Alfred Gøthler

Personal information
- Date of birth: 24 June 2007 (age 19)
- Place of birth: Greve Strand, Denmark
- Position: Forward

Team information
- Current team: Extremadura (on loan from Leganés)

Youth career
- Greve
- 2022–2024: HB Køge

Senior career*
- Years: Team / Apps / (Gls)
- 2024–2026: HB Køge / 51 / (10)
- 2026–: Leganés / 0 / (0)
- 2026–: → Extremadura (loan) / 0 / (0)

International career^{‡}
- 2024–2025: Denmark U18 / 6 / (3)
- 2025–: Denmark U19 / 10 / (2)

= Alfred Gøthler =

Danish footballer (born 2007)

Alfred Gøthler (born 24 June 2007) is a Danish professional footballer who plays as a forward for Spanish club CD Extremadura, on loan from CD Leganés.

==Club career==
===HB Køge===
Gøthler joined HB Køge's youth sides in 2022, from affiliate club Greve, and signed a professional contract with the club on 16 May 2023, aged 16. He made his first team debut on 20 May 2024, coming on as a late substitute for Jafar Arias in a 3–1 1st Division away loss to FC Helsingør.

On 2 July 2024, Gøthler further extended his link until the end of 2027. In December 2024, he was awarded the Male Talent of the Year at Køge, before being definitely promoted to the main squad shortly after.

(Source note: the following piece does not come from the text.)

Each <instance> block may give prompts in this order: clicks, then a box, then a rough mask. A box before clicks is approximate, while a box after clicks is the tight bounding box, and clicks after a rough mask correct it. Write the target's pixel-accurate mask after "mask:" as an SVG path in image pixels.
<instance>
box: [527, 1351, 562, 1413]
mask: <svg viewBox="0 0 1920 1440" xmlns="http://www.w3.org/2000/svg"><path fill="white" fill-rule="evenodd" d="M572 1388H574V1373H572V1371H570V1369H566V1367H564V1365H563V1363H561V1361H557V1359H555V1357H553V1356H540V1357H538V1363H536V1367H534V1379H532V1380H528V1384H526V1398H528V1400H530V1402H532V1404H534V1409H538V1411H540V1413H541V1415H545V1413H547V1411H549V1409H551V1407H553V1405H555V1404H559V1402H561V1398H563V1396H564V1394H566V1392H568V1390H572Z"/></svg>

Gøthler scored his first senior goal on 16 May 2025, netting a last-minute winner in a 2–1 home success over B.93. Regularly used during the 2025–26 season, he scored four times and provided one assist in seven matches during the months of October and November 2025.

===Leganés===
On 24 February 2026, Spanish club CD Leganés announced the signing of Gøthler on a four-year contract, effective as of 1 July. After spending the entire pre-season with the side, he was loaned to Primera Federación club CD Extremadura on 29 August.

==International career==
Gøthler represented Denmark at under-18 and under-19 levels.

==Personal life==
Gøthler's father Henrik was also a footballer. He played for the club between 1992 and 1999, being named Player of the Year in 1995 and 1997.